第233話 奴隷魔法

「ど、どうして!?」

「ぶっぶぶ! 恥じらう姫が逃げ回るのでな、この女を利用させてもらった!」


 その光景にマティヴァさんの声が震えていた。

 インギーは彼女の姿に満足そうな表情を浮かべながら、シーファさんを蹴り飛ばす。

 飛ばされた当人は自分が悪いことでもしたかのように、インギーの方を向いて頭を下げた。


 なんだあれは。まるで奴隷……そういうことか。


「シーファやめて! どうしてあなたがそんなこと」

「ぶふー! こいつはもう我の奴隷だ。貴族に逆らい嘘をつき、マティヴァを隠そうとした罰だ」

「で、でも、奴隷魔法は奴隷商人じゃないと……それに、キズナリストだって」


 本来奴隷魔法は奴隷商人しか扱えない。そして奴隷になったもののキズナリストは消え、奴隷の模様に変化する。


「ぶぅ! わからぬか?

 何事にも例外は存在する。

 奴隷魔法を作ったのは我がレルネー家!

 そしてこれは、新たに作られた、キズナリストの効果を受ける奴隷魔法である!」


 インギーが鼻を鳴らしながら高らかに笑い出す。

 レルネー家は奴隷魔法の開発に成功して今の地位にいる。地位を維持するには新たな成果も求められるだろう。それが新しい奴隷魔法か。まさか欠点であったキズナリストを克服するとは思っていなかった。


「そんな……シーファは何も悪いことしてないのに」

「ぶっびびび! だから言ったであろう。

 貴族に逆らった罪だ。

 そして! そこの冒険者! 貴様もだ」


 スルリと、首元に冷たい感触が伝わる。

 これは、ナイフ!?


「さようなら」


 少女の声と共に首筋のナイフが思い切り引かれた――が、その音が鈍く、何かに引っかかるような音だった。


「どういうこと……?」


 振り返ると、数歩下がった水色の髪のメイドがこちらを睨んでいる。

 俺の首元は、爪でひっかいたような感触があるものの、切れてはいない。

 お返しに風魔法を発動する。

 家の中だから火魔法とか水魔法はよくないと思っただけで、そんな思い切りスカートがめくれると思わなかったんだごめん。黒だね。


「切れなかった理由か? 自分で考えろ」


 といっても、体に魔力を纏ったお約束のやつである。

 ステータスが下がっているから、ダメージ軽減で済めばいいと思っていたが、相手が魔力を使ってこなかったおかげで助かった。
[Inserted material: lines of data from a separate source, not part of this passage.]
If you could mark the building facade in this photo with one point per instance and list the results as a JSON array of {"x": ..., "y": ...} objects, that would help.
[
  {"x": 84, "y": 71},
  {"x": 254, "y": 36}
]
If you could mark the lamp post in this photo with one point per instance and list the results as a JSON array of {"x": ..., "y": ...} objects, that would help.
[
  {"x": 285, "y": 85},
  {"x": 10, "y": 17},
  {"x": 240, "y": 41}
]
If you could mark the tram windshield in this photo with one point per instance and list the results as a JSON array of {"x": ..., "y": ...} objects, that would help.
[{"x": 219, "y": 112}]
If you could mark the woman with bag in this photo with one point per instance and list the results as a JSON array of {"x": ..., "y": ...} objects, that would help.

 しかしこの手が有効であると、魔法が使える人とそうでない人で大きく戦力差が生まれるのではないだろうか。ってそのためのキズナリストでした。

 きょうもぼっちっち。


「ぶぶぶぶ! それ以上動くな!」


 豚が叫ぶ。振り返ると、シーファさんの首を掴んで杖を向けていた。貴族はみんな杖を使うのだろうか。


「この女がどうなってもいいのか!」


 俺的には特に問題ない。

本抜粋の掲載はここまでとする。